The original sketch plan proposed a 290,000-square-foot three-story development, which includes 141 hotel rooms, 36 market-rate residential condominiums and underground parking. The property is located within the Town’s Lodging Overlay zone, which would allow the condos to be rented short-term.
Mogul adjusted the sketch plan after the Town Council denied its request to privatize a 20-foot by 360-foot portion of the alley from Mercill Avenue to Perry Street. In exchange for the alley, Mogul offered to create 30 affordable deed-restricted units in the building and pay for the Town’s portion of the center turn-off lane on South Park Loop Road, but the council didn’t bite.

Following the alley vacation denial, the Utah-based developer submitted a redesigned sketch plan, splitting the project into two structures, separated by the alley, similar to one of the design schemes initially proposed during the conceptual phase. But the Planning Department withdrew the application ahead of the June 17 Town Council meeting, taking it off the Council’s agenda based on LDR section 8.2.4.F, which states: “If at any point during the review of an application the Community Development Director along with the Planning Director deems that revisions to the application are significant enough to render previous reviews incomplete or obsolete, the Community Development Director along with the Planning Director may declare that the revision is a resubmittal or a new application and declare the original application withdrawn.”
“Such a declaration resets all review deadlines and processes, and the Community Development Director along with the Planning Director may assess a new application fee,” the LDR states.
Now Mogul will need to submit a new application, starting over with the process, with a review by the Planning Department and Planning Commission, before heading back to the Town Council for approval. If approved, a development plan can be submitted and would follow a similar process, again appearing before the Council for a vote before building permits are issued.
At the May 6 Town Council meeting, community members spoke out opposing the development, prompting Mayor Hailey Morton Levinson to make a motion to postpone the vote on the sketch plan. Following the continuation of the item, the Council passed a 180-day emergency moratorium on large-scale commercial building developments during a June 3 meeting, pausing all developments larger than 35,000 square feet.

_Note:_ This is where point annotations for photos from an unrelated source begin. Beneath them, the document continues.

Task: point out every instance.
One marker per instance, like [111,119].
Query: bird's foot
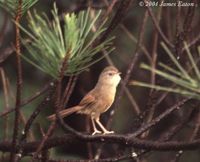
[96,132]
[108,132]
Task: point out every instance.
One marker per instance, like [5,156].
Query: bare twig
[13,157]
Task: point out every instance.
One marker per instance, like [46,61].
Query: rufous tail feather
[65,112]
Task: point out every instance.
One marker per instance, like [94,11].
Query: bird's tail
[65,112]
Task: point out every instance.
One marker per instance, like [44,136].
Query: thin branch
[29,99]
[166,40]
[13,157]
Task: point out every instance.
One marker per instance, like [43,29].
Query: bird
[96,101]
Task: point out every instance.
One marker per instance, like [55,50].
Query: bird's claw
[96,132]
[108,132]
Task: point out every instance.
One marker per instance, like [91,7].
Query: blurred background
[137,40]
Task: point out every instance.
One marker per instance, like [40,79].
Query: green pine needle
[186,81]
[12,5]
[50,41]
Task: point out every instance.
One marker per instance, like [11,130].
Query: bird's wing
[89,99]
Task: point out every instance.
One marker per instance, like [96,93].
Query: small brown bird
[98,100]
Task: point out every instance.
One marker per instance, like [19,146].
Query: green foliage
[12,5]
[50,41]
[186,81]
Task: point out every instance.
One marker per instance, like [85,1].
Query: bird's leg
[94,127]
[105,131]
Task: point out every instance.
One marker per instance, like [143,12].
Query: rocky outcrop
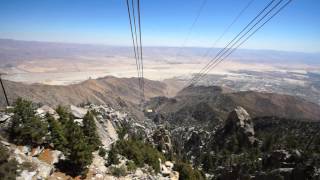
[162,139]
[239,122]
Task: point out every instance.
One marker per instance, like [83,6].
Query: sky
[164,23]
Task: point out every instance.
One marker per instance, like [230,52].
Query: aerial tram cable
[4,91]
[204,2]
[231,49]
[135,42]
[218,59]
[141,52]
[212,61]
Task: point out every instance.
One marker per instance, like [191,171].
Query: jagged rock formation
[240,123]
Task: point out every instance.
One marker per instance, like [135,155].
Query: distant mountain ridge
[204,105]
[13,51]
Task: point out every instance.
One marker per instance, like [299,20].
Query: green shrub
[27,128]
[139,152]
[186,172]
[90,131]
[131,166]
[113,156]
[8,168]
[80,153]
[102,152]
[57,136]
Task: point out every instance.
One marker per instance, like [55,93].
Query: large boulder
[161,138]
[78,112]
[240,123]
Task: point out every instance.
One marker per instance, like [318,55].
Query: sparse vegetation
[27,128]
[186,172]
[8,167]
[118,171]
[90,131]
[137,151]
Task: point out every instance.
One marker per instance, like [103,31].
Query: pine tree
[27,128]
[63,113]
[90,131]
[80,154]
[57,134]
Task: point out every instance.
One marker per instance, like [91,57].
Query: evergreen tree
[63,113]
[57,134]
[90,131]
[27,128]
[80,154]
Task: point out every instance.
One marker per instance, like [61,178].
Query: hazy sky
[164,22]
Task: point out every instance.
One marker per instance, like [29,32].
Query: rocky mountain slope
[99,91]
[203,106]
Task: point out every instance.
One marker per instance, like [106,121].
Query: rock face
[239,122]
[78,112]
[162,139]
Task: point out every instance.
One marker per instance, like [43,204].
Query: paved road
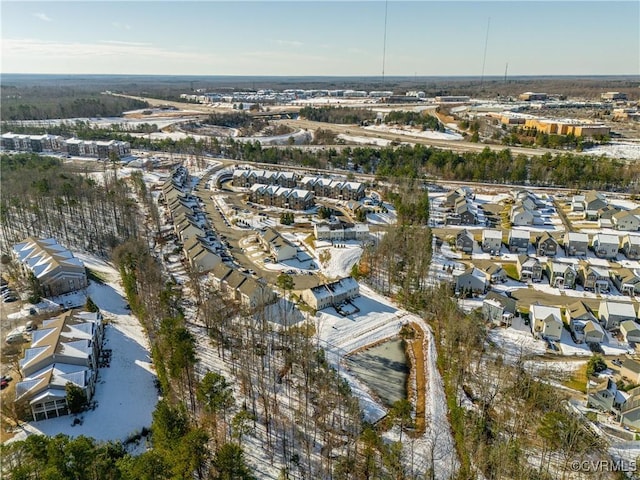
[238,238]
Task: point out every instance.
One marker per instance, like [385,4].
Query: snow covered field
[381,142]
[447,135]
[624,150]
[125,392]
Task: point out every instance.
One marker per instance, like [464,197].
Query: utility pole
[484,57]
[384,40]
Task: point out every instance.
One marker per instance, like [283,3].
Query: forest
[427,122]
[343,115]
[41,103]
[41,197]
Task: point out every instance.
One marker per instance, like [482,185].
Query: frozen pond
[383,369]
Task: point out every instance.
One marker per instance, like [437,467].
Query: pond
[383,369]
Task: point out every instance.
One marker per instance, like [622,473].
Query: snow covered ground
[447,135]
[341,259]
[125,392]
[623,150]
[381,142]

The Utah-based developer’s project now falls under that moratorium, further delaying the project.
Community members voiced concerns about the scale of the building and its impact on the town’s character at the May 6 meeting. Concerns about the parking garage impacting the Town’s hydrology were also voiced at that meeting, with Protect Our Water Jackson Hole Law and Policy Advisor Kevin Regan pointing out that the groundwater in that area is between two and eight feet deep, but the garage is proposed to be 20 feet deep and could require permanent de-watering, estimated by Regan at four million gallons per day.